Les PFAS sont des substances chimiques artificielles émises dans l'environnement par les usines qui les produisent ou les utilisent dans leurs processus industriels.
Ils sont directement déversés dans les cours d'eau.
La pollution par les PFAS rejetée des cheminées retombe sur le sol.
Les déchets industriels contenant des PFAS sont souvent mis en décharge.
Les PFAS pénètrent dans le corps humain par la nourriture, l'air ou la peau. Certains restent dans l'organisme et peuvent nuire à la santé. D'autres sont éliminés et se retrouvent dans les eaux usées.
Chaque incendie éteint avec des mousses extinctives chargées en PFAS a contribué à polluer l'environnement.
Ces substances sont toujours présentes dans les sols et les bâtiments où ces mousses ont été utilisées contaminant les eaux environnantes, les écosystèmes et les populations humaines.
De nombreux produits de la vie courante contiennent des PFAS. Les déchets finissent par se décomposer, mais pas les PFAS.

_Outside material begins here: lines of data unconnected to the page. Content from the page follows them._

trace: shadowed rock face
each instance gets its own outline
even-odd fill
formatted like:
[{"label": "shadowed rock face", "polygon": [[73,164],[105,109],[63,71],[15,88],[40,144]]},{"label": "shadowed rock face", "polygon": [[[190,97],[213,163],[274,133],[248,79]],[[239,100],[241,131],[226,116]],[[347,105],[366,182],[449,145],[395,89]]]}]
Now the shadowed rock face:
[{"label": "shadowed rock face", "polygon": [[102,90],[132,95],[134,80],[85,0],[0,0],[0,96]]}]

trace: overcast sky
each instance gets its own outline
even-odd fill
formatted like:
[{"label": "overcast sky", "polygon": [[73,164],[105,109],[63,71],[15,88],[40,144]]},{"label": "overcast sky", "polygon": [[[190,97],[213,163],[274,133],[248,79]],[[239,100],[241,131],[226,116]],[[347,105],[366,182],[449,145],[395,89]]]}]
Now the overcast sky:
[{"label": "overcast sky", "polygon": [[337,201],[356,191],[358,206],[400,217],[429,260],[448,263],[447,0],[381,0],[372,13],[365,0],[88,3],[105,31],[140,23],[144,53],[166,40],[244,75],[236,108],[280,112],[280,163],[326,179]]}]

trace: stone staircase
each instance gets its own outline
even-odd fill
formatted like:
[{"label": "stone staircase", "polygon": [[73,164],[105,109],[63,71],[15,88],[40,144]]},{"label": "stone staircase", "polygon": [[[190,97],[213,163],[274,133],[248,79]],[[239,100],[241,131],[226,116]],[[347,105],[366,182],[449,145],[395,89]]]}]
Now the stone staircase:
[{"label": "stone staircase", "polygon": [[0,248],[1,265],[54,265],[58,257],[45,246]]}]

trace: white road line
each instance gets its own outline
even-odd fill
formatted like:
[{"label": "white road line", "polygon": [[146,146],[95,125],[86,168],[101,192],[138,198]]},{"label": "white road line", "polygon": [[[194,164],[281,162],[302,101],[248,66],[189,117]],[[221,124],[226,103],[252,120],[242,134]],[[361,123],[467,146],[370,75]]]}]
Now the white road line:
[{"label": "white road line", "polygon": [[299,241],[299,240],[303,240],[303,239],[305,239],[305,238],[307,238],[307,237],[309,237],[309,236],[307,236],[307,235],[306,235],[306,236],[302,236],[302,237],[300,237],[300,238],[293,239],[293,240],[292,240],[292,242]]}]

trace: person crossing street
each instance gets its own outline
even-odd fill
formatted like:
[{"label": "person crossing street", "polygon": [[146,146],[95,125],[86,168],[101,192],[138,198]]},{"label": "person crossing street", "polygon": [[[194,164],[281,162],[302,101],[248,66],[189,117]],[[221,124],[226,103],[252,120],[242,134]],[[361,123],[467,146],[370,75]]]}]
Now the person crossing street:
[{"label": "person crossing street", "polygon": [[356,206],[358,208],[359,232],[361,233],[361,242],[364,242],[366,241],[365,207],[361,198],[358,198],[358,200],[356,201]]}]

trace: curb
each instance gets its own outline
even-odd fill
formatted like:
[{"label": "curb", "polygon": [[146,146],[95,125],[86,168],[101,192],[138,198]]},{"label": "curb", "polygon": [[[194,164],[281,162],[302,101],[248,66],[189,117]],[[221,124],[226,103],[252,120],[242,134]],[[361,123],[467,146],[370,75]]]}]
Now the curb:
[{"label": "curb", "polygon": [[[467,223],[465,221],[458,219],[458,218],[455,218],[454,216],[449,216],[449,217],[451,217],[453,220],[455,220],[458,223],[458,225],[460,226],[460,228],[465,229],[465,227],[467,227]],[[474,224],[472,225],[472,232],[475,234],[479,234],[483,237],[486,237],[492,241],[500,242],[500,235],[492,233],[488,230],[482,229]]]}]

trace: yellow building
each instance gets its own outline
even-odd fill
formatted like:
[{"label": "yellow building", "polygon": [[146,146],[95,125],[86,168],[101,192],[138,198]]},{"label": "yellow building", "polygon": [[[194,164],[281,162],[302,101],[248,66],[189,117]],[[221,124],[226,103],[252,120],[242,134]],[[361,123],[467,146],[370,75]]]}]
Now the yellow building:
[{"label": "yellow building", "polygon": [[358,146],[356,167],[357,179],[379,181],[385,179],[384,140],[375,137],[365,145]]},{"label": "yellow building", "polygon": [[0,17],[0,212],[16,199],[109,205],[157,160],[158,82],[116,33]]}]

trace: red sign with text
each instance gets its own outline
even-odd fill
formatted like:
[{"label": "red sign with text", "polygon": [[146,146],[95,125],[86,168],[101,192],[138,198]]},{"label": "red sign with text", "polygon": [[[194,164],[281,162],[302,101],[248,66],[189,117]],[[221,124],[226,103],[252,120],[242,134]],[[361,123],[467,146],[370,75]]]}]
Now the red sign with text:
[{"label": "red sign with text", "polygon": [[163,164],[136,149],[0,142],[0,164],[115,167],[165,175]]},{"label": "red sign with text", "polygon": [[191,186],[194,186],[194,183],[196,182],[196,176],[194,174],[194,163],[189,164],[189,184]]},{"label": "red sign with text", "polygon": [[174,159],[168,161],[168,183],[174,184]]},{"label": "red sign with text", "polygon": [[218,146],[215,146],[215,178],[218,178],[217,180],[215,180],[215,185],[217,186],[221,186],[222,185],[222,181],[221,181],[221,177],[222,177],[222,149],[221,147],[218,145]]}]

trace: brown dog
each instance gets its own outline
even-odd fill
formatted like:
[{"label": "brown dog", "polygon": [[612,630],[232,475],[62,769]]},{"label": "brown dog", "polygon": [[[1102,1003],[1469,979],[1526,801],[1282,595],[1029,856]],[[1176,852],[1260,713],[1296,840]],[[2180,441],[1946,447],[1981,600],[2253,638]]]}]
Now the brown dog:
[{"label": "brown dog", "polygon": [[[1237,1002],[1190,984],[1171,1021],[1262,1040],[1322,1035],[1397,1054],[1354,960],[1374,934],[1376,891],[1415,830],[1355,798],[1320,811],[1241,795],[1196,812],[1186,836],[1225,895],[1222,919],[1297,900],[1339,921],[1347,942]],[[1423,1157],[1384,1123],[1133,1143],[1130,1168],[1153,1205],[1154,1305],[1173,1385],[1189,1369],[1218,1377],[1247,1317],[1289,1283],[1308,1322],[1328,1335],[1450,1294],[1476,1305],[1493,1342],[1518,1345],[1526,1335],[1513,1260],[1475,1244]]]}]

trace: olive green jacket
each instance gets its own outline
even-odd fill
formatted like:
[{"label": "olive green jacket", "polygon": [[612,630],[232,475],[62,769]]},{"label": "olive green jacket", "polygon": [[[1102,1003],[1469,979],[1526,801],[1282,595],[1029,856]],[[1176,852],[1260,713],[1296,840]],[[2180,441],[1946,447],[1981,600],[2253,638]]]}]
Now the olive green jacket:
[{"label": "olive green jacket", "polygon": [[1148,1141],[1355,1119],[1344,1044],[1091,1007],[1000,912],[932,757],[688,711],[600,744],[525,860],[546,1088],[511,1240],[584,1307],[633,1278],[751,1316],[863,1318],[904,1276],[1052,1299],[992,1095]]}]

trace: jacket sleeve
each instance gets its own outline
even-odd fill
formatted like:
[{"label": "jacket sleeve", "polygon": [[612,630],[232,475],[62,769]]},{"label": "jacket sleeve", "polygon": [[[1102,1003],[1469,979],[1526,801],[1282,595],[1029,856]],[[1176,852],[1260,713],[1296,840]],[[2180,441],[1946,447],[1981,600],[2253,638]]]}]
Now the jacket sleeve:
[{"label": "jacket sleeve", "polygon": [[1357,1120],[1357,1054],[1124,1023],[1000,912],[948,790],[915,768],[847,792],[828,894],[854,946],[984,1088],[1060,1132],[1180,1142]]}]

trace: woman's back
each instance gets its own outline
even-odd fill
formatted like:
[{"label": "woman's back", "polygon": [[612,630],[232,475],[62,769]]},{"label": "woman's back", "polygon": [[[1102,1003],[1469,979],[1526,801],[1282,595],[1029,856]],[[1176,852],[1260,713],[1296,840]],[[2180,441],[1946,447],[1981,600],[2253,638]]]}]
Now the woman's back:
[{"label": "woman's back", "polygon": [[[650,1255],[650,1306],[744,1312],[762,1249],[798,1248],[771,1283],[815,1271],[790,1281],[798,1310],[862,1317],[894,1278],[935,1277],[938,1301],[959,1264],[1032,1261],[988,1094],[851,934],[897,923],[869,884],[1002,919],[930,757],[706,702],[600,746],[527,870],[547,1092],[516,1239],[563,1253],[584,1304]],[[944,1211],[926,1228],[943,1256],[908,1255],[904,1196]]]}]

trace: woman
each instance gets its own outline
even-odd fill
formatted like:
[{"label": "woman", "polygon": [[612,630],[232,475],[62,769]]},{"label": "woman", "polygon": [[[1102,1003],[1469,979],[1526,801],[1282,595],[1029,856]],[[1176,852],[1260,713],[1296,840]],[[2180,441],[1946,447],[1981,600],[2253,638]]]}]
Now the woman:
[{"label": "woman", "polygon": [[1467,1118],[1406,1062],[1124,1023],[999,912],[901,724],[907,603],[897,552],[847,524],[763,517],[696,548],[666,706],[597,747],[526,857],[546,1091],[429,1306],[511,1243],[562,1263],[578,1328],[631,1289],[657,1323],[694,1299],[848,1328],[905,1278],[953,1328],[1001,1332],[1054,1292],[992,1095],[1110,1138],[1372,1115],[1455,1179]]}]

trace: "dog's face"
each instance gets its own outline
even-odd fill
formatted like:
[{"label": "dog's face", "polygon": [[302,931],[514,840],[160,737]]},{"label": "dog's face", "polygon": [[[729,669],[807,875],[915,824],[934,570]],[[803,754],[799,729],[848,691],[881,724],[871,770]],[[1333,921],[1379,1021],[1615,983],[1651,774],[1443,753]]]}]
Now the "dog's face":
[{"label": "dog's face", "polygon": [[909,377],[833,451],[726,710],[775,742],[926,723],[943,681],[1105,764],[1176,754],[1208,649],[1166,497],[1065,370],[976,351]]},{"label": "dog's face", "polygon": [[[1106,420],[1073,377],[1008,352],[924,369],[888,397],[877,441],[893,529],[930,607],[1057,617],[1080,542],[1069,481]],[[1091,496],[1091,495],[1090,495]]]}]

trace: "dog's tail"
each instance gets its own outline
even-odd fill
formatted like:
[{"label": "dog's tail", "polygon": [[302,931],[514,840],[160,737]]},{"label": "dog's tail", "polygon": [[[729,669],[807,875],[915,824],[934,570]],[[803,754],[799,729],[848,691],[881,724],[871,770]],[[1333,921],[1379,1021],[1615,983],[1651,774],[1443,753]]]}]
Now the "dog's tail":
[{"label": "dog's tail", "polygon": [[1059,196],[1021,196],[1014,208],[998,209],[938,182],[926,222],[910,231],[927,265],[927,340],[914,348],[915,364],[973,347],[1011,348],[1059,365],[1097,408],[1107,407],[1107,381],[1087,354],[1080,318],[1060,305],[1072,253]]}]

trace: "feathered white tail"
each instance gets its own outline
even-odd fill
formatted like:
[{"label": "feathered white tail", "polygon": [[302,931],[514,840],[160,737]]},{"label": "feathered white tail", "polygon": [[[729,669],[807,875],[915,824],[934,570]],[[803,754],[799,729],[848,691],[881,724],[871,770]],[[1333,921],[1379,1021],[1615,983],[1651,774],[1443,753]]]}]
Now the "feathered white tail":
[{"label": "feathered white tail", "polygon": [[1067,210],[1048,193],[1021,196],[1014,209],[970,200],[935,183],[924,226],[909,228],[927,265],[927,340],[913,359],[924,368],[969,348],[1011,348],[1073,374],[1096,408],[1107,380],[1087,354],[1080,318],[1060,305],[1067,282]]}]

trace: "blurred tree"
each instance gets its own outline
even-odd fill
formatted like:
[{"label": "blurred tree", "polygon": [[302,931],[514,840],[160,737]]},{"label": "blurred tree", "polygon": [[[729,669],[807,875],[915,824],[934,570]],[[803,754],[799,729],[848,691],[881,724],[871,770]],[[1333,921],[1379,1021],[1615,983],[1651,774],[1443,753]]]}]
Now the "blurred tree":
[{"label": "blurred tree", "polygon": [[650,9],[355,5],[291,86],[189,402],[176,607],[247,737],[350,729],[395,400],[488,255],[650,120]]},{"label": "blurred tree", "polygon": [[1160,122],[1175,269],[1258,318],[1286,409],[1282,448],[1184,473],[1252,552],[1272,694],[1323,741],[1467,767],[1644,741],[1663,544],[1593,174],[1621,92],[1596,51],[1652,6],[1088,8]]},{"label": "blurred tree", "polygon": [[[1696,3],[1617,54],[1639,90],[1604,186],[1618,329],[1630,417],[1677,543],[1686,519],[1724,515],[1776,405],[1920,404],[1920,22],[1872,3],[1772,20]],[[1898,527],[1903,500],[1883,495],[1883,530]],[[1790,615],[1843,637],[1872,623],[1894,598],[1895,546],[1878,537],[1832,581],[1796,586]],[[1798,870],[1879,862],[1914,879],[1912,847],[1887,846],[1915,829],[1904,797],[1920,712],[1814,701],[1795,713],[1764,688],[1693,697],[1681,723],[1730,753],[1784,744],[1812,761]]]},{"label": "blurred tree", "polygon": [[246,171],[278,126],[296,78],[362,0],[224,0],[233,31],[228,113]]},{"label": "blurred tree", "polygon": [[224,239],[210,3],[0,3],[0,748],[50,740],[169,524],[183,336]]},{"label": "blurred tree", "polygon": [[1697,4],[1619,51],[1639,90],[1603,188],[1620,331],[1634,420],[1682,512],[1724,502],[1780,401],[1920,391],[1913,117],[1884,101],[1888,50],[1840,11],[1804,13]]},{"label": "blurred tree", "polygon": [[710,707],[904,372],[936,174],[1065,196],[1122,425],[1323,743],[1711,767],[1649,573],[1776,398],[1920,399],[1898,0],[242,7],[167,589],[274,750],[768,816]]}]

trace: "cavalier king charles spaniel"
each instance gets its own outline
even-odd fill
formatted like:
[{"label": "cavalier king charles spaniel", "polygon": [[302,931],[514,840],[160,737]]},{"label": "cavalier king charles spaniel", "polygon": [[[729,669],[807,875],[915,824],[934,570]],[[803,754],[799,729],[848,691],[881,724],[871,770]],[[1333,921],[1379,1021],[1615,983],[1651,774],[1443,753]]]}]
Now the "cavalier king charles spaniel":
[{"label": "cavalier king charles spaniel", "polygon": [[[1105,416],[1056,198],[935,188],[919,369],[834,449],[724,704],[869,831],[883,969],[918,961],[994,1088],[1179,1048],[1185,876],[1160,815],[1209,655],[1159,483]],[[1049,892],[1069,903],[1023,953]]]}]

Ils s'échappent des décharges sous forme de gaz ou polluent les eaux souterraines et les rivières.
Aujourd'hui encore, dans de nombreuses régions d'Europe, les PFAS sont directement répandus dans les champs d'au moins quatre manières:
1. Des pesticides contenant des PFAS sont pulvérisés sur les cultures.
2. Des boues d'épuration dont la teneur en PFAS n'a pas été vérifiée sont utilisées comme engrais.
3. L'eau recyclée provenant de stations d'épuration des eaux usées dont la présence de PFAS n'a pas été vérifiée est utilisée pour l'irrigation.
4. De minuscules gouttelettes contenant des PFAS sont suspendues dans l'air et retombent sous forme de pluie.
L'industrie chimique connaît les dangers des PFAS depuis sept décennies.
Lorsqu'elle a dû faire face à des menaces juridiques et réglementaires et qu'elle ne pouvait plus continuer à fabriquer ou utiliser la première génération de PFAS, elle a créé des
PFAS plus petits qui sont tout aussi indestructibles et encore plus mobiles.
On les trouve désormais partout, en particulier dans les végétaux et l'eau, et ils s'accumulent rapidement. C'est ce qu'on appelle une "substitution regrettable".
Pas étonnant que les PFAS se retrouvent dans notre assiette à des niveaux croisants, qui continueront d'augmenter si la production de PFAS ne s'arrête pas.
Se débarrasser des anciens PFAS
€95 milliards sur 20 ans
Les journalistes du Forever Lobbying Project ont fait équipe avec des scientifiques pour calculer combien coûterait la gestion de la crise des PFAS.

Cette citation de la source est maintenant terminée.